Practical cadence for pregnancy: get the standard combined rectovaginal swab at 36 0/7 to 37 6/7 weeks. If labor starts before that screen, or if your status is unknown, a rapid intrapartum molecular test can guide antibiotic decisions in real time. If you had a previous baby with GBS disease, or GBS bacteria in your urine during this pregnancy, antibiotics during labor are recommended regardless of the swab.

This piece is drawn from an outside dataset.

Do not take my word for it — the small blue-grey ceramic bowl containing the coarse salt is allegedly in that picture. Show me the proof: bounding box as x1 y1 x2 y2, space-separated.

When Results Can Be Misleading

• Sampling site: a vaginal-only swab misses about half of carriers compared with a combined rectovaginal swab. If you got a negative result from a vaginal-only sample, that result is less reliable than a combined sample.
• Media used: standard blood agar can miss non-hemolytic GBS strains. Chromogenic media and enrichment broths detect more carriers, so the lab's method affects whether a borderline carrier shows up.
• Timing: colonization status can shift across pregnancy. A swab done well before 36 weeks may not match your status at delivery.
• Recent antibiotic use: in a study of 668 pregnant women, recent oral antibiotics for unrelated infections did not significantly change vaginal GBS colonization rates. So antibiotics for something else are unlikely to falsely clear a true GBS carrier, but extended courses near the time of testing can complicate interpretation.

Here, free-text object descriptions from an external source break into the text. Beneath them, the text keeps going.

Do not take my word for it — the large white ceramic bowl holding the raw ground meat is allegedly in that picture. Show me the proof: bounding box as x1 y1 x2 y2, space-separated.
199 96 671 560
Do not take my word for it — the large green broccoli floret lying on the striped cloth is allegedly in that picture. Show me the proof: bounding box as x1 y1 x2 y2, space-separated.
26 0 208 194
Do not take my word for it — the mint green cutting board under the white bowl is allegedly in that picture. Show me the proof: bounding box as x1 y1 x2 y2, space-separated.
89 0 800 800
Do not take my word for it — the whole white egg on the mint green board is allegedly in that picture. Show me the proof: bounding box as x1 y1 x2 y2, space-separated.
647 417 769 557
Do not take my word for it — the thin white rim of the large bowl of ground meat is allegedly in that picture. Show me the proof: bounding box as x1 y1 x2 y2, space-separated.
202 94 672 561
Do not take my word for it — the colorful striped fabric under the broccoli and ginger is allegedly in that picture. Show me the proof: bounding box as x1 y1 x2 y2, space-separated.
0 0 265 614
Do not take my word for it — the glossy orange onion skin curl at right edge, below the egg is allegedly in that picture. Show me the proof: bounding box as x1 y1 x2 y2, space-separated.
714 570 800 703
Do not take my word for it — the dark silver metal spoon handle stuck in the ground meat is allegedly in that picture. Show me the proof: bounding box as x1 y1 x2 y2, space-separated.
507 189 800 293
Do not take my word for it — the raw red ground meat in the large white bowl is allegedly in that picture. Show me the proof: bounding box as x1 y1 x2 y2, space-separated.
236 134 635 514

What to Do With an Out-of-Pattern Result

A positive GBS swab is not a diagnosis you need to fix in advance. It is a flag that you should receive intrapartum antibiotics (typically given through a vein during labor) to substantially reduce the chance of passing GBS to your baby. The decision pathway is direct: confirm with your obstetric team that you are flagged as GBS positive in your delivery plan, ensure your hospital or birth center is aware of any penicillin allergy (this changes which antibiotic is used), and make sure you arrive early enough in labor for antibiotics to be given for at least four hours before delivery when possible. One exception: if you are scheduled for a prelabor cesarean delivery with intact membranes, current ACOG guidance is that intrapartum antibiotics for GBS are not needed.

If you test positive, ask whether susceptibility testing should be done on your sample. Resistance to macrolides (a class that includes erythromycin) and clindamycin is common in some regions, and this matters if you are penicillin allergic. If you are HIV-positive, have diabetes, or have a history of preterm labor, raise GBS testing earlier with your care team, since these groups have higher colonization rates and benefit from clear planning.

Beyond Pregnancy

GBS can cause invasive disease in non-pregnant adults, particularly older adults and those with diabetes or immunosuppression, but routine vaginal GBS screening outside of pregnancy is not supported by current evidence to add value over standard clinical care. The strongest case for this test remains late pregnancy.